Retain edges whose boolean score attribute is truthy.

Parameters:

  • G (graph) – A NetworkX graph.

  • score (string) – Edge attribute name (should contain boolean values).

Returns:

H – A new graph of the same type as G containing only edges for which data[score] is truthy. All original nodes are preserved.

Return type:

graph

Examples

>>> import networkx as nx

>>> from networkx_backbone import boolean_filter, global_threshold_filter
>>> G = nx.les_miserables_graph()
>>> scored = global_threshold_filter(G, threshold=2)
>>> H = boolean_filter(scored, "global_threshold_keep")
>>> H.number_of_edges() <= scored.number_of_edges()
True

Computational complexity estimate is O(n + m) time and O(n + m) space.

networkx_backbone.consensus_backbone(*backbones)[source]#

Return the intersection of multiple backbone graphs.
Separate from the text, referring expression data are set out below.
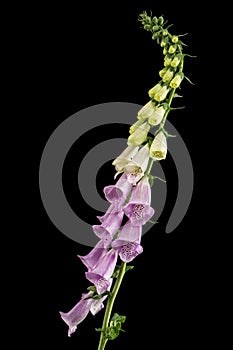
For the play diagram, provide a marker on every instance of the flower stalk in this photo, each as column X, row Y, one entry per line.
column 130, row 196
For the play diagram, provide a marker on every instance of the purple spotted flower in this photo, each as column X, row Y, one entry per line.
column 119, row 191
column 101, row 274
column 136, row 168
column 91, row 259
column 80, row 311
column 138, row 209
column 110, row 224
column 128, row 242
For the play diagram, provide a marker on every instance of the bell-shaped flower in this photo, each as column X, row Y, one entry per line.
column 136, row 168
column 154, row 90
column 135, row 126
column 80, row 311
column 162, row 72
column 161, row 94
column 172, row 49
column 176, row 61
column 157, row 116
column 146, row 111
column 128, row 242
column 168, row 75
column 176, row 81
column 113, row 208
column 139, row 135
column 109, row 226
column 91, row 259
column 123, row 159
column 100, row 276
column 119, row 191
column 167, row 61
column 158, row 148
column 138, row 208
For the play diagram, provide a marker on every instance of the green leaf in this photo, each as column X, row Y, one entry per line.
column 114, row 328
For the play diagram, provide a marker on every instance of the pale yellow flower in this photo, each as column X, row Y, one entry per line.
column 157, row 116
column 146, row 111
column 158, row 148
column 139, row 135
column 124, row 158
column 161, row 94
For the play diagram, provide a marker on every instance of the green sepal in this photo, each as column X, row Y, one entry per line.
column 114, row 328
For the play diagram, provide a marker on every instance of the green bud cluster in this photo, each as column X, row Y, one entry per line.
column 172, row 73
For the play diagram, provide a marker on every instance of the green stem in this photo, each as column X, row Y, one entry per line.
column 103, row 340
column 149, row 167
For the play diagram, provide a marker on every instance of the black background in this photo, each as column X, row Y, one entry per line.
column 89, row 54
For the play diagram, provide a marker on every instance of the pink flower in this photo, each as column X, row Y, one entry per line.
column 138, row 209
column 128, row 242
column 80, row 311
column 119, row 191
column 101, row 274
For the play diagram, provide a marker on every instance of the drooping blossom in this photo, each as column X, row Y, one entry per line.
column 92, row 258
column 100, row 276
column 139, row 135
column 146, row 111
column 138, row 208
column 80, row 311
column 119, row 191
column 157, row 116
column 110, row 224
column 176, row 81
column 128, row 242
column 137, row 166
column 158, row 148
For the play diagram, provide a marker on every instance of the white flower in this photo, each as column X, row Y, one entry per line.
column 124, row 158
column 136, row 168
column 146, row 111
column 158, row 148
column 157, row 116
column 161, row 94
column 139, row 135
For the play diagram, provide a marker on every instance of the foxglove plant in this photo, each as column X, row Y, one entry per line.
column 130, row 196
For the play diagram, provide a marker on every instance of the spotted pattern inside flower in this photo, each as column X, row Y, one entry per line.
column 158, row 154
column 136, row 172
column 138, row 211
column 100, row 283
column 128, row 250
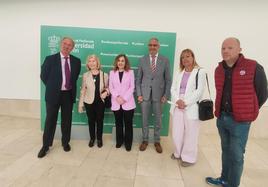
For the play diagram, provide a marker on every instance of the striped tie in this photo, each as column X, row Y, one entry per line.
column 153, row 64
column 68, row 85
An edge is in the consensus backbone if and only if it appears in every input backbone. Only nodes that are endpoints of consensus edges are retained.

Parameters:

*backbones (graph) – Two or more backbone graphs (must share the same node identifiers).

Returns:

H – A new graph of the same type as the first backbone, containing only edges present in every input.

Return type:

graph

Raises:

ValueError – If fewer than 2 backbones are provided.

Examples

>>> import networkx as nx

>>> from networkx_backbone import (
...     consensus_backbone,
...     jaccard_backbone,
...     cosine_backbone,
...     fraction_filter,
... )
>>> G = nx.les_miserables_graph()
>>> B1 = fraction_filter(jaccard_backbone(G), "jaccard", 0.3, ascending=False)
>>> B2 = fraction_filter(cosine_backbone(G), "cosine", 0.3, ascending=False)
>>> H = consensus_backbone(B1, B2)
>>> H.number_of_edges() <= min(B1.number_of_edges(), B2.number_of_edges())
True

Computational complexity estimate is O(km) time and O(m) space.